Are you using the flag for double precision (-arch sm_13 ) ?

Hi,

``````CFLAGS='-O3 -arch sm_13 -Xcompiler "-fPIC -D_GNU_SOURCE -pthread -fexceptions -m64"'
``````

in nvopts.sh. This is a mex-File for Matlab.

Without the “-arch sm_13” I get a warning as expected:

``````ptxas /tmp/tmpxft_00001ca3_00000000-2_performNFFTsonvectorX_cudadbl.ptx, line 70; warning : Double is not supported. Demoting to float
``````

This is part of a mex-Function for Matlab, which just performs FFT/IFFT/Scaling. Since I measured the error of the outcome to estimate the accuracy for my application I first only looked at RMSE between expected and obtained result. The RMSE was huge. When I then had a look at the real/imaginary part I found out that after the scaling function (see function in previous post) the real part is cloned onto the imaginary part.
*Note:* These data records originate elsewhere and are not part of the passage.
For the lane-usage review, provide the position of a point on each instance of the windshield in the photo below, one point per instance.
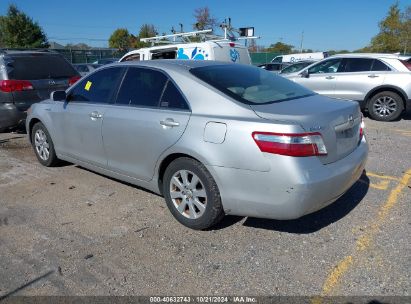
(250, 85)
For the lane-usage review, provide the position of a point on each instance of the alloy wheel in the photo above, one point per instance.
(188, 194)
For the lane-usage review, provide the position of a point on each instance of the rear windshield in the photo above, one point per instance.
(250, 85)
(39, 66)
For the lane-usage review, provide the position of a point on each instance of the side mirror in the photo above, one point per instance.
(58, 95)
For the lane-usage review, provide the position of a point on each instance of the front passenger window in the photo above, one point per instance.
(98, 87)
(328, 66)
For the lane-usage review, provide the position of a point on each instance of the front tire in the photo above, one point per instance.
(191, 194)
(385, 106)
(43, 145)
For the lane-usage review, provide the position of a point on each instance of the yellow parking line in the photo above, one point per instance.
(364, 242)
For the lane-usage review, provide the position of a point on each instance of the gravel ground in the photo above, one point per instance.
(80, 233)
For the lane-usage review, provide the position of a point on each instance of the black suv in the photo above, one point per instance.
(27, 77)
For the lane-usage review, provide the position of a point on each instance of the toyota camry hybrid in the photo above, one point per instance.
(213, 138)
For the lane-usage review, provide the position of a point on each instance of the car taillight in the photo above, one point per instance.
(407, 64)
(73, 80)
(301, 144)
(11, 85)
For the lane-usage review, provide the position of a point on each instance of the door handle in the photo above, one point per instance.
(95, 115)
(169, 122)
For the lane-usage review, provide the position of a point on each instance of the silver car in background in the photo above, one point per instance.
(213, 138)
(381, 83)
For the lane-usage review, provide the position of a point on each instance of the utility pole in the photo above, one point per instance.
(301, 44)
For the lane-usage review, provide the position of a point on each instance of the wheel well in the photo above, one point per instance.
(379, 90)
(164, 164)
(31, 125)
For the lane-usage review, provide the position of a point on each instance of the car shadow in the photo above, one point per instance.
(315, 221)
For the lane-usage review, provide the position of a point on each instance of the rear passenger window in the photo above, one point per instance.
(141, 87)
(379, 66)
(358, 64)
(98, 87)
(172, 98)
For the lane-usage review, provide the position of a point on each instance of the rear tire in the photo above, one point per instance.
(43, 145)
(385, 106)
(191, 194)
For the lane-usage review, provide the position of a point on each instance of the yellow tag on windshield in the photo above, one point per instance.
(88, 85)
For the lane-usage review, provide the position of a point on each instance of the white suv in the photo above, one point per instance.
(381, 83)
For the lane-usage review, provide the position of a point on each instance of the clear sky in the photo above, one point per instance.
(327, 24)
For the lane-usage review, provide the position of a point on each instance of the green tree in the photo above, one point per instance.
(204, 20)
(120, 39)
(389, 37)
(280, 47)
(20, 31)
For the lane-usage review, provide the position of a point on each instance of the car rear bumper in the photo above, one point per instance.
(290, 189)
(10, 116)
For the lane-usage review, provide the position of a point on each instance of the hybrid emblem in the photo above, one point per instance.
(351, 119)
I have installed the latest version of the CUDA SDK, the latest NVIDIA Driver, and the latest CUDA toolkit (hence double prec. FFT - thanks for that by the way!). My card is a GTX 285.

Any ideas?

Steve

Can you post the full source?
Which OS?

The OS is OpenSuse 11.1 x64 [Fujitsu Siemens Workstation M460, Core2 Quad Q9650, 8GB RAM].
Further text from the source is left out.